Venezuela is an oil economy, and oil prices in the 1980s and 1990s hovered around $10 per barrel.1 For reasons that have little to do with Chávez’s decisions, the price of Venezuelan oil began to rise as soon as he took office, rocketing to more than $80 per barrel in 2008 .... Saying that the Venezuelan economy fared better under Chávez than it did before him is like saying that gardens grow better with water than without.
Now that that has changed, the inherent contradictions of socialism are being felt.
A more useful benchmark — the one employed by the mainstream of Venezuela’s political opposition — is the economic health of Chávez’s Latin American neighbors, many of whom also benefitted from the recent natural resource price boom. As Harvard’s Francisco Monaldi has suggested, we can compare Bolivarian socialism with Latin American alternatives on standard economic indicators such as gross domestic product growth and inflation. We can also compare Chavismo with the rest of the region on the outcomes that Chávez emphasized: poverty, inequality, health and education. “What good is macroeconomic stability if, in the end, there is more poverty and hunger?” Chávez asked in a speech early in his presidency (my translation). “How many kids are going to school? How is infant mortality? Those are the big questions.”

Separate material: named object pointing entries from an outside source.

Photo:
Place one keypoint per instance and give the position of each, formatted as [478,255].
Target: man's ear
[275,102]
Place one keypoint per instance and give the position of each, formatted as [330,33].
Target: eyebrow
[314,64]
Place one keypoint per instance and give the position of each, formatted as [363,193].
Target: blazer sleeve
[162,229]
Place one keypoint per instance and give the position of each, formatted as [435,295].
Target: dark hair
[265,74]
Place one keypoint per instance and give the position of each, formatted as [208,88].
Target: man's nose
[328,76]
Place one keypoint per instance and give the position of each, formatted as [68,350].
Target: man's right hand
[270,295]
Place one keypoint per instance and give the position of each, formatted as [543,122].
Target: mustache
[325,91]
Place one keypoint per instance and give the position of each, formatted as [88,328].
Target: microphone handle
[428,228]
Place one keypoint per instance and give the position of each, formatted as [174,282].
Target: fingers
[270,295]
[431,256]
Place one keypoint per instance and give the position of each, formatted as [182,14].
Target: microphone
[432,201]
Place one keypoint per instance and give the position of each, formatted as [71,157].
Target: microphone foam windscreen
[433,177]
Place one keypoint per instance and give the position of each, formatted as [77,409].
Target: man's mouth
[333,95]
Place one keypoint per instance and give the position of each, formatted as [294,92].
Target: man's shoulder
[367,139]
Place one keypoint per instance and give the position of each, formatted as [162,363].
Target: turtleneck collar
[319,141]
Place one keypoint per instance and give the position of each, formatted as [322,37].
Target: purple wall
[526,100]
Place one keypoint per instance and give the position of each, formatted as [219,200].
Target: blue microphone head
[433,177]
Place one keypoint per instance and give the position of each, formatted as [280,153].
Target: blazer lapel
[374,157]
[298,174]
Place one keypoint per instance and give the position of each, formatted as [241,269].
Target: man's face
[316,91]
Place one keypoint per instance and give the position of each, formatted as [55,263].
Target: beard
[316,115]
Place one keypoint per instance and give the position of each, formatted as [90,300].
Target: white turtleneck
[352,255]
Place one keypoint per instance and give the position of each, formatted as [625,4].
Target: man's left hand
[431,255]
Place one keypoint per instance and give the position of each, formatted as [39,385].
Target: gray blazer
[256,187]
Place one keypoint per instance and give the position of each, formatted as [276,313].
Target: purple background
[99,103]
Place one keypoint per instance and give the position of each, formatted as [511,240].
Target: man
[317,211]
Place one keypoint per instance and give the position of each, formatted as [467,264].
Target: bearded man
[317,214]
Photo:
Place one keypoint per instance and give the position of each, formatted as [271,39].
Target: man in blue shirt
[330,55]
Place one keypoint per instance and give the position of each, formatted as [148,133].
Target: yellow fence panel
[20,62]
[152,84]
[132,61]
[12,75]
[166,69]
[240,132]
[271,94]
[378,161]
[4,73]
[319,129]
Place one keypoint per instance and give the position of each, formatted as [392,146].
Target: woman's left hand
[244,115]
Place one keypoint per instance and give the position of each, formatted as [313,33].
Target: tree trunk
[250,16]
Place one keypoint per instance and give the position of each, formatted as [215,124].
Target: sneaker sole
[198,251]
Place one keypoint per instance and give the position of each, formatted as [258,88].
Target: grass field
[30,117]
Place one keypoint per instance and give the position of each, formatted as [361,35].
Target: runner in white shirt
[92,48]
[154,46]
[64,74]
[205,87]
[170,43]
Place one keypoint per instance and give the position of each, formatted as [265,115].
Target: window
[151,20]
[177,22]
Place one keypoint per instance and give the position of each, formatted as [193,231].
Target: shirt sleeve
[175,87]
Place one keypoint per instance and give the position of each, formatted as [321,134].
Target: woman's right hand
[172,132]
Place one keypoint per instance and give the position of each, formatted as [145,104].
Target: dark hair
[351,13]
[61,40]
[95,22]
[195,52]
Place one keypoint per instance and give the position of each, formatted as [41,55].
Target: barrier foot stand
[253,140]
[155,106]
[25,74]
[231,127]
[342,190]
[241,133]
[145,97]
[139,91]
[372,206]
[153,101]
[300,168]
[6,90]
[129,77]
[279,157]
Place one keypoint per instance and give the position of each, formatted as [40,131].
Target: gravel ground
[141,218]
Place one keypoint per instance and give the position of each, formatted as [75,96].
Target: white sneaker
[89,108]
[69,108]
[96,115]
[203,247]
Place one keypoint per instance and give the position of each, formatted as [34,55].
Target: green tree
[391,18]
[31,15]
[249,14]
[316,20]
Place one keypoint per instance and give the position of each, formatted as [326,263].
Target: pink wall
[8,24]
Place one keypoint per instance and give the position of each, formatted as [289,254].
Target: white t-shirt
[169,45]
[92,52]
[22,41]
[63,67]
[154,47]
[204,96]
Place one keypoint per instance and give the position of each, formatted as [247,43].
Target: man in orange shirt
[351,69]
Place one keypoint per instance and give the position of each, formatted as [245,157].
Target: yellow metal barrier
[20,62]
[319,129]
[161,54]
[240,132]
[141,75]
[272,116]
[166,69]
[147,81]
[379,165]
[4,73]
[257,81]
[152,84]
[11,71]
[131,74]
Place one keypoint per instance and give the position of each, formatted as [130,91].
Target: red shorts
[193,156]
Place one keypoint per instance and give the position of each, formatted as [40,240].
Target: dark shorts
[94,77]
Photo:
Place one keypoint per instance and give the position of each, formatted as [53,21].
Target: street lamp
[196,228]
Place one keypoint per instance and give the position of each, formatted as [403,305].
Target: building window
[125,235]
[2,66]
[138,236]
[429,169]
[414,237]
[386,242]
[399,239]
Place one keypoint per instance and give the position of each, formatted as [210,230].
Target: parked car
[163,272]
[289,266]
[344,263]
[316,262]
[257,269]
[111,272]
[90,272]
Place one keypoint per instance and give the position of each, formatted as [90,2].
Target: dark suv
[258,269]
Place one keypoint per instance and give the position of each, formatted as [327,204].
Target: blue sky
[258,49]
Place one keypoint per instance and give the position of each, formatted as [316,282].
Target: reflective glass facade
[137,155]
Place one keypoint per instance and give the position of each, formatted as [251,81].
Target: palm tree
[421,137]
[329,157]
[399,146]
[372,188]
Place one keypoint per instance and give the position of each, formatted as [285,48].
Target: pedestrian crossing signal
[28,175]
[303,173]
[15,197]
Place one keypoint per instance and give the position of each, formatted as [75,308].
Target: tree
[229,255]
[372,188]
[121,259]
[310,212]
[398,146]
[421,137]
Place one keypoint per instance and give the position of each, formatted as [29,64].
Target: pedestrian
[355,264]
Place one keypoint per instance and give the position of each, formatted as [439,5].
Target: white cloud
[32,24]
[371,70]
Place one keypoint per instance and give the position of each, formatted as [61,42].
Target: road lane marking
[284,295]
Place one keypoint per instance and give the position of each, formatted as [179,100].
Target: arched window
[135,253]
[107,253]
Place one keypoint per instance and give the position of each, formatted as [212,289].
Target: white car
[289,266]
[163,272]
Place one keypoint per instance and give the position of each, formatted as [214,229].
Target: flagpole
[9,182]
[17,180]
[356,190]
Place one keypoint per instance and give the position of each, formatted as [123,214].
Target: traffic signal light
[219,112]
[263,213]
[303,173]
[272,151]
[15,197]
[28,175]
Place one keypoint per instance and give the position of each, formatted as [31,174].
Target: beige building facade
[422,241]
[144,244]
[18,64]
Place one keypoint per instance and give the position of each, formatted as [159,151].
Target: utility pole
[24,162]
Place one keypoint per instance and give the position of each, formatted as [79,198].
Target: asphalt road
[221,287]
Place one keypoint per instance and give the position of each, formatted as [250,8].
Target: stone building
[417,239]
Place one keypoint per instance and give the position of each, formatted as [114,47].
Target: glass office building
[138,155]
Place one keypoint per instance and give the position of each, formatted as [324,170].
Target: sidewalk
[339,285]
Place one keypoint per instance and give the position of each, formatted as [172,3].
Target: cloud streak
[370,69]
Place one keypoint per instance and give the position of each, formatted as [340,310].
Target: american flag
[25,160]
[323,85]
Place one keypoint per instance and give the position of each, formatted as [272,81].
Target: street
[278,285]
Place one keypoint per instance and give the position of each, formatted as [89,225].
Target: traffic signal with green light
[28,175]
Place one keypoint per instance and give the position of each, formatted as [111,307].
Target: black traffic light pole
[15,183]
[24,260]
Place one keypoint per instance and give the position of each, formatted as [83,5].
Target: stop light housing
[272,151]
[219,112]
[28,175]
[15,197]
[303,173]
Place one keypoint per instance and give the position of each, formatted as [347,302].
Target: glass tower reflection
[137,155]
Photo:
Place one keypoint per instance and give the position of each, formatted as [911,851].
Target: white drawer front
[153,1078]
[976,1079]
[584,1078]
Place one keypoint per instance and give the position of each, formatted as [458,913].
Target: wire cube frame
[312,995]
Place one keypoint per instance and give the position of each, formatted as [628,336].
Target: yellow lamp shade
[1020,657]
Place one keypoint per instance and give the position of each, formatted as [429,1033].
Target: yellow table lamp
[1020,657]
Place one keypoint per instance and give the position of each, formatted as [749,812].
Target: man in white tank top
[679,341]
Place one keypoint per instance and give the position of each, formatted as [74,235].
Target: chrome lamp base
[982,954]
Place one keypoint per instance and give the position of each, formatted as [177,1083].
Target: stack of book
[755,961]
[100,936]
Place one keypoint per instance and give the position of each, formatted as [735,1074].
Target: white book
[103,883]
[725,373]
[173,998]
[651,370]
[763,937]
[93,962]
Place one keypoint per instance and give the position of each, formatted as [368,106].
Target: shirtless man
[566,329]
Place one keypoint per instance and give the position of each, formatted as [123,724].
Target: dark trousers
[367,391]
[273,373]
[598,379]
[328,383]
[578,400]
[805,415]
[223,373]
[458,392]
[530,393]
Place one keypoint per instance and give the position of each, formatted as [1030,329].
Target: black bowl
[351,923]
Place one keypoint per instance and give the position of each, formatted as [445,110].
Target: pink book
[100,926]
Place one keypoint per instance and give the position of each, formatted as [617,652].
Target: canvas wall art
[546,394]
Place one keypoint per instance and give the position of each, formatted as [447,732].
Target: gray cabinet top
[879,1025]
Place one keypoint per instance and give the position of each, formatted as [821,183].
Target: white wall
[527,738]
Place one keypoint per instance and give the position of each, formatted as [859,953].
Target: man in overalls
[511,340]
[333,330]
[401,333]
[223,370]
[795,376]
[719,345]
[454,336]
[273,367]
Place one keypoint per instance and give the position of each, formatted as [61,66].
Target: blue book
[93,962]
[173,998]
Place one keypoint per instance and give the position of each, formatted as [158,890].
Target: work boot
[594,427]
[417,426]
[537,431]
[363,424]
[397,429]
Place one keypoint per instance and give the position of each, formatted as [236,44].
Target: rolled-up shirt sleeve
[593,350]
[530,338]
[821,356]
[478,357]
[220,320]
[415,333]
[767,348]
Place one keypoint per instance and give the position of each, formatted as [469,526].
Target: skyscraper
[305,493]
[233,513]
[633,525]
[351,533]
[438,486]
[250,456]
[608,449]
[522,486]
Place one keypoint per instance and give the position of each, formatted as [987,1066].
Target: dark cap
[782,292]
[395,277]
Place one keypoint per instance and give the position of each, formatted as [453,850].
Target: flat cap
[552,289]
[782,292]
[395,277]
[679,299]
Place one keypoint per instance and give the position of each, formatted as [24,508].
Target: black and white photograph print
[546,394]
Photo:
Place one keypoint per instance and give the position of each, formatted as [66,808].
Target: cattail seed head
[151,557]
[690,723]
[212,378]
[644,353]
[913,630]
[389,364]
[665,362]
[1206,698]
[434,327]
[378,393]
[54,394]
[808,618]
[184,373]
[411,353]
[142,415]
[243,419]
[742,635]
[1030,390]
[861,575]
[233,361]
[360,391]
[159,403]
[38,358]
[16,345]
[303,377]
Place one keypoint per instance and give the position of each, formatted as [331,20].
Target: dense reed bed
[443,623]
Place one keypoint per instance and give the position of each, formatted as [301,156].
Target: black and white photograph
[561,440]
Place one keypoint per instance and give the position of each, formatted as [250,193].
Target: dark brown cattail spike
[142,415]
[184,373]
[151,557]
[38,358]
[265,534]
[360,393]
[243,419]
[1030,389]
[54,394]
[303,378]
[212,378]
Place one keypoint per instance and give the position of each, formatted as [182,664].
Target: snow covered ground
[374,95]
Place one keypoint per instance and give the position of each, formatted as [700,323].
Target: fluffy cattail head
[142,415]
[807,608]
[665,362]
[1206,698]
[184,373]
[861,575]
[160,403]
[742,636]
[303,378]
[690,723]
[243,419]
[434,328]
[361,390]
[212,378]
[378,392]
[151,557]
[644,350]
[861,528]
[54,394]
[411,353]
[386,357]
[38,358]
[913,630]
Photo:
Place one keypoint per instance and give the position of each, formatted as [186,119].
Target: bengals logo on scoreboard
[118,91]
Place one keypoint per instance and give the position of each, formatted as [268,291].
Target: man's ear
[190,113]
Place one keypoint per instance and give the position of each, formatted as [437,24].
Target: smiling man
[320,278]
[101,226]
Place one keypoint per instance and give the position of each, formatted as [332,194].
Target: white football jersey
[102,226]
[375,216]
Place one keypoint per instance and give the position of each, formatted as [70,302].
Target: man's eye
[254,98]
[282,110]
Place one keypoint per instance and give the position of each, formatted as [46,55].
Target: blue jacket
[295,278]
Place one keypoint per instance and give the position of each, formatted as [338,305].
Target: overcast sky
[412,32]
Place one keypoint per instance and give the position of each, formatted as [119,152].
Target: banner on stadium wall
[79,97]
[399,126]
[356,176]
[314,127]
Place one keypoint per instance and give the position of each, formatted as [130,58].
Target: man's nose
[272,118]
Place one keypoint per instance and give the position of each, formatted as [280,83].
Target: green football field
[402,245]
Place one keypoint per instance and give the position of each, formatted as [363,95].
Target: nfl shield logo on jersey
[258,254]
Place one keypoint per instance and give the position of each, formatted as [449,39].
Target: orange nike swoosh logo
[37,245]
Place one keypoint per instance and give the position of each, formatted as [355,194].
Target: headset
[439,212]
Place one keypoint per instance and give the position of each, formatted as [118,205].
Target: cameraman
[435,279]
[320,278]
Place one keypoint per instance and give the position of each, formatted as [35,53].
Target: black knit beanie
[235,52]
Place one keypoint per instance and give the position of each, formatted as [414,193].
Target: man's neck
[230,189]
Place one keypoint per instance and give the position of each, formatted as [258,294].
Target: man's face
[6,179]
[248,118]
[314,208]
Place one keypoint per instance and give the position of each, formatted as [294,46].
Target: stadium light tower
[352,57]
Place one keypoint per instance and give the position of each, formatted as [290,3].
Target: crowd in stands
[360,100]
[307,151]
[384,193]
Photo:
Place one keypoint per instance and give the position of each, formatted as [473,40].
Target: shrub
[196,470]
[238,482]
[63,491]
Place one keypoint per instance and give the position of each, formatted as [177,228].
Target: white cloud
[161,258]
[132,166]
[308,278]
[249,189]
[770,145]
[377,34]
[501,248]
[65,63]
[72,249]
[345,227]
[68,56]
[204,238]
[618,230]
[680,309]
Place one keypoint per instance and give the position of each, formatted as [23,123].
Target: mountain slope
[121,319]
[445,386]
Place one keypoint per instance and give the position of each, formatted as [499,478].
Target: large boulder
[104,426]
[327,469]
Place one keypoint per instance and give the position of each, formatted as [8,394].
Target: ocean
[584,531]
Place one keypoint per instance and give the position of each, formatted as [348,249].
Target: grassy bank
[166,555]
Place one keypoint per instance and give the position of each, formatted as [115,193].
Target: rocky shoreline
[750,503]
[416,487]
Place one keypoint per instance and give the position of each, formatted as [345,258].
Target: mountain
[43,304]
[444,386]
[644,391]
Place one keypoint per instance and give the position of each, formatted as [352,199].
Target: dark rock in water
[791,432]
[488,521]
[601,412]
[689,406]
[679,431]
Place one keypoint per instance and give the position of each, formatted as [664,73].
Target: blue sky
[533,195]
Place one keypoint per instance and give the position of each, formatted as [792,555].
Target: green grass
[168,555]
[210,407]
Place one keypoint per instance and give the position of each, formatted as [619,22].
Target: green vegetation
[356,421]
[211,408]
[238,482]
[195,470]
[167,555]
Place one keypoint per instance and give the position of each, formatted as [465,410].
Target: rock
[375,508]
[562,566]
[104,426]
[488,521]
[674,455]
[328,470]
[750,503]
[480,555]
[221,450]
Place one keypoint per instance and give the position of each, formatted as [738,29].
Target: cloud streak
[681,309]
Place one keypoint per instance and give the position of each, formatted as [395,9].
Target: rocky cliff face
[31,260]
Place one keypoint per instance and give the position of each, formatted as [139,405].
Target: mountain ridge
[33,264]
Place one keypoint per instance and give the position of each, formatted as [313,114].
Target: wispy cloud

On all these metrics, Bolivarian socialism underperformed. Nature handed Chávez by far the biggest resource windfall in Latin America (Figure 4), yet compared with its less-lucky neighbors, Venezuela experienced slow economic growth (Figure 5) and high inflation (Figure 6). Nor did Venezuela eclipse many of its neighbors in lowering infant mortality (Figure 7), slashing poverty, reducing inequality or improving school attainment during Chávez’s tenure. 
Considering the two opposing views, it's hard to see a peaceful resolution of this situation.